I tried that with another model not that long ago and it didn't help. It listed the right letters, then turned "strawberry" into "strawbbery", and then listed two r's.
Even if these models did have a concept of the letters that make up their tokens, the problem still exists. We catch these mistakes and we can work around them by altering the question until they answer correctly because we can easily see how wrong the output is, but if we fix that particular problem, we don't know if these models are correct in the more complex use cases.
In scenarios where people use these models for actual useful work, we don't alter our queries to make sure we get the correct answer. If they can't answer the question when asked normally, the models can't be trusted.
I think o1 is a pretty big step in this direction, but the really tricky part is going to be to get models to figure out what they’re bad at and what they’re good at. They already know how to break problems into smaller steps, but they need to know what problems need to be broken up, and what kind of steps to break into.
One of the things that makes that problem interesting is that during training, “what the model is good at” is a moving target.
Perhaps.

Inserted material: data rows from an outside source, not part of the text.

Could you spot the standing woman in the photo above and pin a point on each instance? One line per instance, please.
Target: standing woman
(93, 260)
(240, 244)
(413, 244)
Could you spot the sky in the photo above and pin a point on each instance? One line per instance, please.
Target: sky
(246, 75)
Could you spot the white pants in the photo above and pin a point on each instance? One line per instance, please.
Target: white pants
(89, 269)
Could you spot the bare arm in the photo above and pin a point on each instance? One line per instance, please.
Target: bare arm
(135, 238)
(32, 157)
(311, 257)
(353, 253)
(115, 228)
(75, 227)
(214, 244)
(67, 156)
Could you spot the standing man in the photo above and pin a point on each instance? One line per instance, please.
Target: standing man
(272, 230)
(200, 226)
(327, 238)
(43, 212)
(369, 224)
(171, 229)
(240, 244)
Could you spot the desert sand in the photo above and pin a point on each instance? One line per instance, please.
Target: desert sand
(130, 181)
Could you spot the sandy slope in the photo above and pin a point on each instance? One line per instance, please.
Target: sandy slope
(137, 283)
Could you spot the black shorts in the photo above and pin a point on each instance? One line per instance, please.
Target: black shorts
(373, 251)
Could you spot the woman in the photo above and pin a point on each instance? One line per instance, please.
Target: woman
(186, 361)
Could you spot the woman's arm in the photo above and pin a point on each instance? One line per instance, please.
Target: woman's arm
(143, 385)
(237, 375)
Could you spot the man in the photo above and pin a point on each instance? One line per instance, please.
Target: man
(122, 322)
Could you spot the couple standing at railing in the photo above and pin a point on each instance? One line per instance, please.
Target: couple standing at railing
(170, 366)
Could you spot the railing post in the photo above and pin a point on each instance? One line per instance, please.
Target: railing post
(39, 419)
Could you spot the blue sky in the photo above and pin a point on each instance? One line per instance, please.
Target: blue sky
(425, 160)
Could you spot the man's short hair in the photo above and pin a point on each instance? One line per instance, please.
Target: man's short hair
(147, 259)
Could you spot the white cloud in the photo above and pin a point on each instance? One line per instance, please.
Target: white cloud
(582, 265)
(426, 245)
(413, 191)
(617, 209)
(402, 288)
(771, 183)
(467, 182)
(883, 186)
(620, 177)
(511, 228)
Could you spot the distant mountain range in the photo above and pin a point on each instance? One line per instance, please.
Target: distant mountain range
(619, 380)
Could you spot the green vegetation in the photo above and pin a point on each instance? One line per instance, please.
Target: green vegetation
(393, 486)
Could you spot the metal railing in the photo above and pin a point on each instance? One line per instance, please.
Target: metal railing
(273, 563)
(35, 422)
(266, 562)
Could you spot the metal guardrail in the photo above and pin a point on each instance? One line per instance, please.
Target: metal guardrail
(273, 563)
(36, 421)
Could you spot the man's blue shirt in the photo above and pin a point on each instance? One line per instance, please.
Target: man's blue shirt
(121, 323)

LLMs are trained to be as human-like as possible, and you most definitely need to know how the individual human you are asking works if you want a reliable answer. It stands to reason that you would need to understand how an LLM works as well.
The good news is that if you don't have that understanding, at least you'll laugh it off with "Boy, that LLM technology just isn't ready for prime time, is it?". In contrast to when you don't understand how the human works – that leads to, at very least name calling (e.g. "how can you be so stupid?!"), a grander fight, even all out war at the extreme end of the spectrum.
You're right in aspect that I need to know how humans work to ask them a question = if I were to ask my dad how many Rs are in strawberry, he would say "I don't have a clue" because he doesn't speak english. But he wouldn't hallucinate an answer - he would admit that he doesn't know what I'm asking him about. I gather that here LLM is convinced that the answer is 2, but that means that LLM are being trained to be alien, or at least, when I'm asking questions I need to be precise on what I'm asking about (which isn't any better). Or maybe humans also hallucinate 2, dependent on human
It seems your dad has more self-awareness than most.
A better example is right there on HN. 90% of the content found on this site is just silly back and forths around trying to figure out what each other is saying because the parties never took the time to stop and figure out how each other works to be able to tailor the communication to what is needed for the actors involved.
In fact, I suspect I'm doing that to you right now! But I didn't bother trying to understand how you work, so who knows?